Middle East tensions are preventing oil prices from continuing their recent decline, driven by fundamentals such as weak demand, particularly from China, Manuel Rivas, head of the Market Analysis Team in the Chief Economist Unit at the Directorate-General for Energy at the European Commission, told an MNI Podcast.
This trend is likely to continue unless Israel’s response to Iran’s involvement in the conflict leads to significant disruptions in oil production facilities—an unlikely scenario, according to Rivas.
Should Iran’s 1.7-million-barrels-of-oil per day in exports be affected, prices could temporarily spike towards USD100 per barrel, depending on the severity of any attack, briefly feeding into European inflation, he said. (See MNI INTERVIEW: Risk ECB Undershoots Inflation Not High -Vujcic)
However, the impact would be short-lived due to OPEC’s spare production capacity and “fatigue” within the cartel over sustaining voluntary output cuts.
“OPEC, and particularly Saudi Arabia, could step in to cover that,” Rivas said, adding that OPEC nations may also be incentivised by higher prices and the opportunity to recover some of the market share they have lost over the past decade.
STRAIT OF HORMUZ
The closure of the Strait of Hormuz is a “very low probability,” said Rivas.

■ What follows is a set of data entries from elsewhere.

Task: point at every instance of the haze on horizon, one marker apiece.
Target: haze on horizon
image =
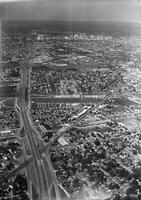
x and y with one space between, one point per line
75 10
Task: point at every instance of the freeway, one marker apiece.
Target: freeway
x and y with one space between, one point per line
47 185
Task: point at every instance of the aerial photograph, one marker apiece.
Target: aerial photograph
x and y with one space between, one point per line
70 99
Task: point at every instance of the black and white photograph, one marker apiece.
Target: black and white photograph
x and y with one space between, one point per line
70 99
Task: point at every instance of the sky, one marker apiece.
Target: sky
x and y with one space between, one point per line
75 10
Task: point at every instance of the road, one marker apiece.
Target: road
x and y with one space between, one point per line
48 187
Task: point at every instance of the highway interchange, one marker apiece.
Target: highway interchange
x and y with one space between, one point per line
45 182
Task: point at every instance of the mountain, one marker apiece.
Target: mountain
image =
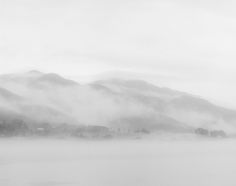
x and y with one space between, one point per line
127 105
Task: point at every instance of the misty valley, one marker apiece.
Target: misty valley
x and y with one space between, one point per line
36 104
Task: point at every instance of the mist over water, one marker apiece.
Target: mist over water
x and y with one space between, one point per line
115 163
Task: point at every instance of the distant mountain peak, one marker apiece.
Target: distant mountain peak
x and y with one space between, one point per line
55 79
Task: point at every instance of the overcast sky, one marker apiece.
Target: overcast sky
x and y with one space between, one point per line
183 44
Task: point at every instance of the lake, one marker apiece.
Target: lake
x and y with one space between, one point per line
117 163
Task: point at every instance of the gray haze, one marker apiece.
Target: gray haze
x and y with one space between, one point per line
186 45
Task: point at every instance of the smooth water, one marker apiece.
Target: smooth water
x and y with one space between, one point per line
117 163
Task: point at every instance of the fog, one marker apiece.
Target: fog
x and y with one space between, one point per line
162 162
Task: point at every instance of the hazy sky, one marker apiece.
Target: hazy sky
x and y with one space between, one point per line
184 44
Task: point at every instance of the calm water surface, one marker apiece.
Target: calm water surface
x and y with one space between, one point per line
117 163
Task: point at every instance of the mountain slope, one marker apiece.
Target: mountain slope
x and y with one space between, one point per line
130 104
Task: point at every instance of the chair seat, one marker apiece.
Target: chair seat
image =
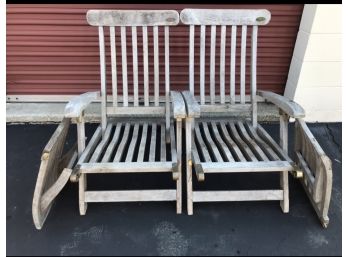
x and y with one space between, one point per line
131 142
236 146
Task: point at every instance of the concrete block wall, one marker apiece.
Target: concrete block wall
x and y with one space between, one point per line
314 79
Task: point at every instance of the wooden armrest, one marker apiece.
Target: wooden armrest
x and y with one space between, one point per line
76 105
178 105
285 104
193 109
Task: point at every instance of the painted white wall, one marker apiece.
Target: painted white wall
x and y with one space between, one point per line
314 79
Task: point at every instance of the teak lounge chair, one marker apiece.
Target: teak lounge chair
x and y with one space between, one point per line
137 131
216 142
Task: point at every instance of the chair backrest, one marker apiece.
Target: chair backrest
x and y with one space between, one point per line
119 21
235 22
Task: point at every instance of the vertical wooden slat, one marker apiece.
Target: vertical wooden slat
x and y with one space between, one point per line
152 155
142 144
156 67
242 64
113 143
146 67
124 66
202 65
101 146
253 75
212 64
113 65
163 153
284 177
192 59
135 65
222 64
102 77
167 76
178 142
189 188
81 138
133 142
233 65
121 147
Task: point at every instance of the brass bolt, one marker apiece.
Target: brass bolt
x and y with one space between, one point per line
298 174
45 156
259 19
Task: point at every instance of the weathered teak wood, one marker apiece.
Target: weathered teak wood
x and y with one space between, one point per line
136 135
225 145
218 140
79 103
225 17
51 178
317 170
132 17
286 105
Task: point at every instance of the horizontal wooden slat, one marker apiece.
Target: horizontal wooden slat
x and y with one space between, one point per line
126 167
224 17
130 196
247 195
136 111
233 167
132 17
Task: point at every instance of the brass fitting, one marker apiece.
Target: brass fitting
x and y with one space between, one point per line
297 174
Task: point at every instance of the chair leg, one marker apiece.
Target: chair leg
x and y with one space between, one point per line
284 184
189 166
179 154
82 189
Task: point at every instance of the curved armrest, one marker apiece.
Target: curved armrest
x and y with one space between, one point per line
285 104
178 105
192 106
76 105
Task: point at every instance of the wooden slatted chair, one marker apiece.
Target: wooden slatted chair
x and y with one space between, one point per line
222 133
136 134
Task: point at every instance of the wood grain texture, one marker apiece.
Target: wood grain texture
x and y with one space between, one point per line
78 104
192 106
225 17
288 106
132 17
317 170
51 178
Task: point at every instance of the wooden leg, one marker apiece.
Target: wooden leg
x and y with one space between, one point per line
179 154
284 184
188 132
284 176
82 189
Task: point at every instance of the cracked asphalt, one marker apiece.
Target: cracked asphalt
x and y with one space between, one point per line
232 228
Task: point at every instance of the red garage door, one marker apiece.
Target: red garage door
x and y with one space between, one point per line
51 50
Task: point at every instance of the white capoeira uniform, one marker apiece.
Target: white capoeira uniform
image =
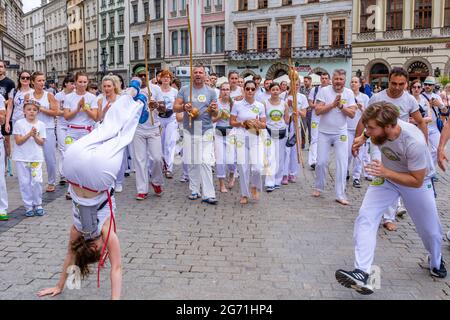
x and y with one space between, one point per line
315 121
351 130
409 152
333 130
433 132
29 158
81 124
225 151
3 191
50 141
169 127
291 165
147 148
250 148
275 143
198 141
61 131
406 104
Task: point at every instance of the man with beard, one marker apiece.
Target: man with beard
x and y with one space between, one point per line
405 170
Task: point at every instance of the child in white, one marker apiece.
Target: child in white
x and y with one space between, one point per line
30 134
335 104
3 193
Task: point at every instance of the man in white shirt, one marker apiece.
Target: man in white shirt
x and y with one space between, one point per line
315 119
335 104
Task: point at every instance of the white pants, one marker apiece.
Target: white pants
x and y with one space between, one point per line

“It’s uncharted territory—very difficult to predict what could happen,” Rivas said. In such a scenario, oil prices could easily surpass the USD100 per barrel mark and even break the record near USD150.
This would have significant repercussions on demand, inflation, and could even jeopardise the European Central Bank’s current trend towards easing interest rates, with substantial knock-on effects on prices.
“The impact would be so severe that we would likely [see] interventions in the market,” Rivas noted, highlighting potential commercial responses, the use of strategic reserves, and other measures. However, he added that the likelihood of a sustained price spike is very low.
GAS SUPPLY SAFEGUARDED
Gas supply to the eurozone from the Middle East is not substantial enough to cause major disruptions in gas prices, thanks to the bloc’s adjustments following the 2022 energy crisis. Annual gas consumption has fallen by 15%, LNG capacity has surged, and renewable energy production is growing by 15% each year, Rivas said.
Qatar accounts for only 4% of the EU’s gas imports and 10% of its LNG, with minimal gas arriving from Israel via Egypt, he noted.
While 15% of the EU’s gas still comes from Russia—half via pipelines and half as LNG—this, combined with potential issues in Qatar, could cause some price volatility. Nonetheless, the increased capacity for LNG and the EU’s purchasing power should prevent significant supply disruptions, he concluded.
The upcoming expiration of the gas pipeline contract with Ukraine will not be renewed, Rivas said, and markets are pricing in a EUR5 per MW/h risk premium for future supply. However if Israel’s gas infrastructure is targeted, it would pose a long-term issue for the EU, he added.